Now, word comes that the venture capital firm has taken an equity stake in Bromium, a stealthy San Francisco startup that today announced a $9.2 million round. In addition to Ignition, Andreessen Horowitz and Lightspeed Venture Partners joined the syndicate. (Andreessen Horowitz, led by former Netscape CEO Marc Andreessen, also worked with Ignition on the Zencoder deal).
The deals follow an investment earlier this week by Ignition in ScaleXtreme, a Palo Alto, California company that announced $11 million on Monday.
As a result of the investment, Ignition’s Frank Artale has joined Bromium’s board. (He also joined the board of ScaleXtreme). Bromium, led by former executives from Citrix, XenSource and Phoenix Technologies, said it is focused on the developing “trustworthy computing infrastructure” to address the issue of more employees taking gadgets and devices off the corporate network.
As I’ve noted in the past, Ignition continues to aggressively look for deals in the San Francisco Bay Area and continues to partner with leading Silicon Valley firms. It has also taken interests in Seattle area companies recently, including Swype, Glympse, iTegris and Tier 3.

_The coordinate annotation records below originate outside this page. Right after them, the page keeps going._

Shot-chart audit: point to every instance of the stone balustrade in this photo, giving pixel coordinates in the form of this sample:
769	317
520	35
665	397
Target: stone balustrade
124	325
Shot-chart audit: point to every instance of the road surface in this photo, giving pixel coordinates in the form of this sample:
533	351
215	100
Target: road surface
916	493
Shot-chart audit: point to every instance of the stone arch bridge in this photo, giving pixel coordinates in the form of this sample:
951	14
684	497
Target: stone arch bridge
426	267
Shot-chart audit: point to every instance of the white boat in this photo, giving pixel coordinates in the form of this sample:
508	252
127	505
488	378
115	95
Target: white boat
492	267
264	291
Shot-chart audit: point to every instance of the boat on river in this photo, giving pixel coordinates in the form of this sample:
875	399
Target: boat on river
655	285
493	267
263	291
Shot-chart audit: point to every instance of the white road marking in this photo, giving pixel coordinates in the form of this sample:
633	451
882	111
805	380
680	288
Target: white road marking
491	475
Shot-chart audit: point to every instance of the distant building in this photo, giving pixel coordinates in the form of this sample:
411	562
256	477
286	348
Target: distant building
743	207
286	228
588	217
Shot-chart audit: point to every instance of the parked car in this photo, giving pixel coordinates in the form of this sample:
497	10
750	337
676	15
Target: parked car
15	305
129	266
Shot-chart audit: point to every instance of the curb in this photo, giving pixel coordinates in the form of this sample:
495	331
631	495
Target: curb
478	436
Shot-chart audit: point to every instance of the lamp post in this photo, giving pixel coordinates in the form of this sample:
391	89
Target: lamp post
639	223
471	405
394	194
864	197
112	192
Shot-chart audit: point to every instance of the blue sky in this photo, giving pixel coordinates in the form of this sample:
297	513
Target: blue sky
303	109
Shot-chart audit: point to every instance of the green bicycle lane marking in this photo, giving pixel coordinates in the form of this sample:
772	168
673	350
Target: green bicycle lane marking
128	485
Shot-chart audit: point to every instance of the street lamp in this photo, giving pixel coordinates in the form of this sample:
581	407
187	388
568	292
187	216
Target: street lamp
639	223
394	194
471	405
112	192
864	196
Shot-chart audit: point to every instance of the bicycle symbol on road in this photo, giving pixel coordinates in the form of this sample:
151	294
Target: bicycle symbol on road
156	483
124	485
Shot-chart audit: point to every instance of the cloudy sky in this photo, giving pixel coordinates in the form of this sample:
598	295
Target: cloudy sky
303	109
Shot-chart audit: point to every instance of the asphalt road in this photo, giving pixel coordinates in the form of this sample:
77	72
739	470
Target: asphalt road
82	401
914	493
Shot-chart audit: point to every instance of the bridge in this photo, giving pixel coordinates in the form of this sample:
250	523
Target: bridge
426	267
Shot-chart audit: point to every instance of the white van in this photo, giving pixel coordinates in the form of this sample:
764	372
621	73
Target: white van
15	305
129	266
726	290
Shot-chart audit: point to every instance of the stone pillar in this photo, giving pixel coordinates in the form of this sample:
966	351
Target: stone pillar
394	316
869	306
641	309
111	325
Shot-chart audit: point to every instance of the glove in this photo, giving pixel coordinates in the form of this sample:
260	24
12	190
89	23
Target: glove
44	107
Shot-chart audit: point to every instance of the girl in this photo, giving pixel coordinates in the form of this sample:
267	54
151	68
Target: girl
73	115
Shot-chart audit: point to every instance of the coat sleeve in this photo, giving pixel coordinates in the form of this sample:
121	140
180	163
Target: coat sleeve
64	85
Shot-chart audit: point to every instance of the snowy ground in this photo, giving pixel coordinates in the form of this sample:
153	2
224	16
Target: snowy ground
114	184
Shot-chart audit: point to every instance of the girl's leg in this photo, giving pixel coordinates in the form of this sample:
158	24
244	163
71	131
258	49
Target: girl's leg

By my count, Ignition has invested in a whopping 13 new companies so far this year. Of those, five are based in the Seattle area (Glympse, iTegris, Korrio, Swype and Tier 3).
The eight Bay Area bets include Bromium, BlueStacks, ScaleXtreme, Inporia, Zencoder, Topsy, Hipmunk and SocialEyes. (Note, these are just the “announced deals” that I’ve tracked so far this year, so there could very well be others in the pipeline).
As I mention in the headline, it is certainly a blistering pace of investment for the firm.
Marc Andreessen recently mentioned that he doesn’t think we’re experiencing another Internet bubble. Looks like Ignition tends to agree with its frequent co-investor.